Prototype
Describe your experience/working prototype: What did you create, how, etc.? What tools and technologies were involved? Include appropriate content and illustration (e.g. a concept video, a video of the device in operation, diagrams, code, etc.)
Our experience takes place in a private but shared space through the virtual reality environment and involves the creation of three separate components that will come together to work as a whole. Using Unity to create the digital, ritual space, a scene was built that situates users in a beautiful, isolated location. Users are able to pull in digital memories, such as photographs, that are perhaps meaningful, but cause them pain or stress or hold them back from moving on with their lives. With gesture control, users can pick up their digital memory, interacting with the digital memory in a pseudo-tangible way to look at and react to once more. Attaching the digital memory to a waiting sky lantern, the user can raise their hands and release the memory from their lives. Looking into the sky, the user can see all other lanterns that have been released into the sky, by any other user who has ever entered this VR environment. This helps the user feel like they are part of a collective human experience while they are vulnerable and revisiting an unhappy memory, turning a potentially isolating, lonely experience into a warmer, unifying experience.
This experience is supported with a tangible object, a lantern representing the experiences inside the digital world. When a user, anywhere in the world, releases a memory in the VR environment, the lantern’s Particle base will light up and chime. Lights will then project from the top of the lantern, mimicking the sky within the VR environment. For anybody in the vicinity of the lantern, this physical embodiment of the digital release will build empathy for the general relationship and personal struggles of humans. If they are themselves struggling with moving on, it will further serve as a subtle form of encouragement.

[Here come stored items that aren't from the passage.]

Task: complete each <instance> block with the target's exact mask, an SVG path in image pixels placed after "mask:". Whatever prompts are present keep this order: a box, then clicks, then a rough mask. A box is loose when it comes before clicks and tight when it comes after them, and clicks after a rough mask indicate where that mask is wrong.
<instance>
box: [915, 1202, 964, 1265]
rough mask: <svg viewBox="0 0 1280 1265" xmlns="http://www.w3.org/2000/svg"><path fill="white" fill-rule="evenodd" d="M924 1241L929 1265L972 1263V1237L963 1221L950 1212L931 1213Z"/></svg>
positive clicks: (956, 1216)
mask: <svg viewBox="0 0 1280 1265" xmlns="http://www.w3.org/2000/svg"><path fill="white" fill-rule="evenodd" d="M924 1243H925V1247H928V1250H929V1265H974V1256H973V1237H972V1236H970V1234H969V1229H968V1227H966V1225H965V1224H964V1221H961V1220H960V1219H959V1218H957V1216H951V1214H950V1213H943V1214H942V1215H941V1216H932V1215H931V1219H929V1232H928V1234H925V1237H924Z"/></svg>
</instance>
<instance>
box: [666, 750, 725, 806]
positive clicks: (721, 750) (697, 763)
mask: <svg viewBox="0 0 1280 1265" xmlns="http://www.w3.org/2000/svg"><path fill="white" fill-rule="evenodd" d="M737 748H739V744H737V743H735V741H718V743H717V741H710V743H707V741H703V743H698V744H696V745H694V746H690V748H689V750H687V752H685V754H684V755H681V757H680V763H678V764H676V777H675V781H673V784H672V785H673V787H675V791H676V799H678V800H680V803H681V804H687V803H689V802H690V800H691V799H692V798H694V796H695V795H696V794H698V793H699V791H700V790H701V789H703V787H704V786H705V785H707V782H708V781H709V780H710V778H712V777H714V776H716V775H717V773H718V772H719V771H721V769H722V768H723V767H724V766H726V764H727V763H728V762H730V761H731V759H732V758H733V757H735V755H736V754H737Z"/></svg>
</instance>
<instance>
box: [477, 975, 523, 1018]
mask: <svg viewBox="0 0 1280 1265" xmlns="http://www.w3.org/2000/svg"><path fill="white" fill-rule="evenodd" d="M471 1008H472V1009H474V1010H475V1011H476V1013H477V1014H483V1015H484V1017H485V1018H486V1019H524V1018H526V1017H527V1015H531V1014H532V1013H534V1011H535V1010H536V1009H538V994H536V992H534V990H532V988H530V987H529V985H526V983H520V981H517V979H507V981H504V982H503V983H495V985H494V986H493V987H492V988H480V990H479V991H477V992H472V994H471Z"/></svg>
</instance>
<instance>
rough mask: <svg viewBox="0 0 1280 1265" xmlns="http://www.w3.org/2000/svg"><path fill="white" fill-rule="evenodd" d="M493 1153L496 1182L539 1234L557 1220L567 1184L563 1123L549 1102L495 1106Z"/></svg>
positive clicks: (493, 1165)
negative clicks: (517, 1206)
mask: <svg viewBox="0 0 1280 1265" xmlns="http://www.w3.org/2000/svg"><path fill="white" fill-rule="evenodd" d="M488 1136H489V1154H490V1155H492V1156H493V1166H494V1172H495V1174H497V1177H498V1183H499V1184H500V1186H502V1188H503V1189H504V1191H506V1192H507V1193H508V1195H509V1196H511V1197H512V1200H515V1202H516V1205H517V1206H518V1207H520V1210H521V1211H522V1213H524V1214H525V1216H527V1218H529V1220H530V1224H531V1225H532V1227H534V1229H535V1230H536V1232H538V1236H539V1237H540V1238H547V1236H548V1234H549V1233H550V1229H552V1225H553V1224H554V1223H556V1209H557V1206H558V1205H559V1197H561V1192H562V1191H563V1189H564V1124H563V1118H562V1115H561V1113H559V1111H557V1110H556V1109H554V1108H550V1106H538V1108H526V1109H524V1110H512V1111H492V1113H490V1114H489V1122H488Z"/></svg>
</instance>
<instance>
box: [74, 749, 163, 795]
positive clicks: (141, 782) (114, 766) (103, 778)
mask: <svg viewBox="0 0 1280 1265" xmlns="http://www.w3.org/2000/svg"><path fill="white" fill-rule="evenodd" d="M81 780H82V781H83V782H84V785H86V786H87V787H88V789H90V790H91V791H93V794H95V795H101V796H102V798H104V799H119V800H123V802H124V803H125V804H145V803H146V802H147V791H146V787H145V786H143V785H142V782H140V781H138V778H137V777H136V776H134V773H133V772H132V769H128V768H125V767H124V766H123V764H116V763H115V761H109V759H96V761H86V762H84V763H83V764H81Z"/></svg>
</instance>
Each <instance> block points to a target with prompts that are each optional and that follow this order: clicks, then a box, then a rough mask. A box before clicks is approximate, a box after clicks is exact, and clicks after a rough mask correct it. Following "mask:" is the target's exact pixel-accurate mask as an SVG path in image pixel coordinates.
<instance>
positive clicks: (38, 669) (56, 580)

For the lantern itself, we had some rough sketches from our first ideation meeting, precedents from children’s night light toys, and constraints based on the technology we needed to include. The Hue lightbulb we planned to use and the Particle board with LED string dictated the dimensions necessary for our object. With the dimensions set, it was just a matter of working within those constraints to come up with a shape that would be reminiscent of a sky lantern, allowing ritual experiencers to make a direct connection between the VR experience and the tangible object. We created the pattern with Illustrator, figured out allowances based on the width of our acrylic material (1/8 inch), adjusted the pattern appropriately and cut all pieces out with a laser cutter, assembling them with a fast-acting plastic glue.
The Particle board within the base section of the lantern controls a speaker and a string of LEDs wired in parallel. Its main function is controlled via the Particle API and is remotely called by the VR program every time a lantern is released. Once this call happens, the Particle plays a bell chime sound with the speaker and smoothly turns the LEDs on and off over the course of several seconds. To connect this action with the VR experience, we mirrored the chime sound within the virtual world.